Gamesys discusses how and why it's entering the mobile social gaming space with Here Be Monsters

Making the jump from Facebook to tablet

It may not yet be a household name, but Gamesys is one of the UK’s biggest game company’s.

The firm specialises in real-money gaming titles on the web and mobile, developing casino and bingo titles.

But despite generating its riches in this field, Gamesys is now expanding out from real-money gaming and into the realm of free-to-play social gaming with titles such as Here Be Monsters, developed by a new but small team at the company.

The title came to Facebook last year and tasks players with travelling the globe to trap monsters, collect items and save the world from evil foes.

The firm recently brought the title to mobile and tablet, and its creators shared with Develop why it went about taking the game to new platform and how it dealt with the limitations of fixed-spec hardware.

“I think our general feeling is that over the last couple of years we haven’t seen that many Facebook developers come out with that these huge titles,” said Gamesys director of social gaming Tom Newton.

“If you go back two or three years there was an absolute barrage of big studios throwing huge amounts of money at some pretty big titles. We certainly get the sense that tablets are great gaming devices generally and some of the best users that were playing games on Facebook a couple of years ago, they’re still there, but I think it’s obvious they’re spending more and more of their time consuming their games on tablets and mobile phones, so it just makes sense.”

From browser to mobile

Gamesys senior producer Michael Heywood added while its original plan was to develop iPad and browser versions of the title together, the team had decided to let tablets catch up to the specs required to run the game, rather than deal with limitations of the hardware at the time of the title’s conception.

“With a small team as well it was impossible for us to optimise for both platforms at once,” he explained.

“Especially with new IP, we wanted to get the gameplay right first, and that was much quicker and easier on the web with Flash. That’s made our job a little bit easier this year when converting it over to iPad.”

Newton said the browser is a great platform for game development and offers an ideal place to quickly iterate and test new ideas. He added that the company’s history in web development also meant it made sense to go web-first with its new social gaming venture in Here Be Monsters.

Despite always planning to release on mobile and tablet, moving the game over hasn’t been plain sailing. Newton said the team had to constantly be reminded it would one day land on mobile, so it was key to ensure they structured assets appropriately and didn’t get carried away with the amount of memory available on a desktop.

For example, the team had to scrap a few features such as the ability to display traps on the player’s homestead, as tablets would not be able to handle an unlimited number of assets on screen at once.

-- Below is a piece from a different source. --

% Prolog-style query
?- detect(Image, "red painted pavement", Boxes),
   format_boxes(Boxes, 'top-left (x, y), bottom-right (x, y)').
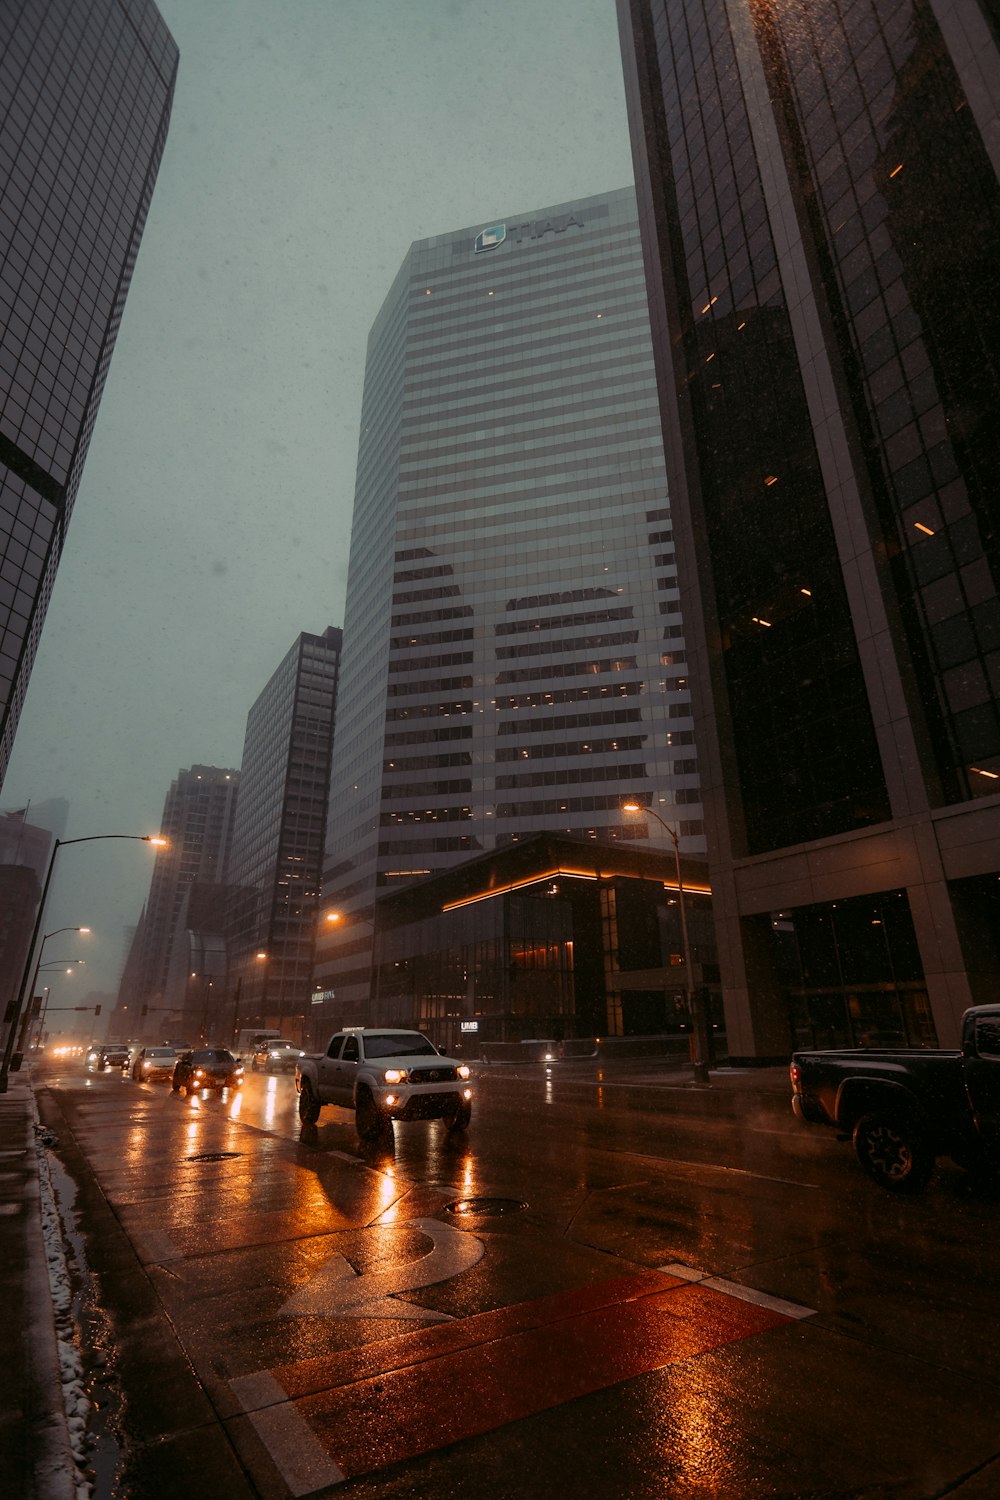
top-left (263, 1269), bottom-right (791, 1483)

There were also some issues with how simple aspects of the level design would cross over.

“We came across a couple of things in the last three months where things had slipped through the net a little bit and we realised they just weren’t going to work on the iPad,” said Newton.

“There were a couple really small things such as the spots with elevations in them. These were done quickly for the web to see how it would work. We had to basically chop those assets up. The guy who did the map got put back on another project which was to give us three different texture types, essentially 12 blocks so we can build any kind of crazy multi-tiered terrain that we want.”

Tooling up

When developing the game, the studio took an interesting approach to project and asset management – it used Google Docs, which Newton said is a great way to prototype games when you have an early model of the different types of objects you want to implement.

When questioned whether these would become complicated and sprawling spreadsheets that are too difficult to manage, he agreed to an extent, but said it’s ideal early on in development and is not as complex as it might first seem.

“You end up with lots of different tabs. So what we do is a sheet per item type,” he said.

“The thing is in the early days you don’t need very many items on each page to at least get the core game across. The APIs for Google spreadsheets are great, so all we did is gave the designers access and they can tell the devs they’ve made a couple changes, can you rebuild that for me, and then they’ll just reach out, download the data, serialise it and then away you go. So we can just do quick iterations that way. We do that for all of our games, and we just find it super useful.”

Once the game grew, the data was moved over to its own in-house tool named TNT, which Newton jokingly stated was given the name due to early issues with the program.

“They called it TNT because early on, when we were building it, if you touched anything it would just blow up.”

The software works as intended now though, and helps designers create new objects in the game, making it easier to implement new additions to the game.

“All the data in the games is .jsm serialised and so it’s a huge set of .jsm documents. But what TNT does for the designers is it gives them a really nice web interface where they can basically create any new type of object and also enter all the data they need for quest information as well.

“What it’s actually doing is when they log into TNT it’s actually checking the Git repository of all the .jsm data, so it branches it for them and eventually they can work on their own branches.

He added: “We can review everything, make sure we’re happy with all the changes that have been made and then the guys can actually merge it in and test the whole thing. It’s basically a nice little web app and has essentially given us storage control over all the data that’s in the game.”

Newton said that following the release of Here Be Monsters on iPad, the studio intends to stay in the social gaming space for the foreseeable future and plans to add new content to the title for years to come. That’s not the end of the developer’s aspirations however.

“We have bigger ambitions for other types of games,” he said.

“We have loads of young people who are super talented and have real ambitions to make games for wider audiences as well.”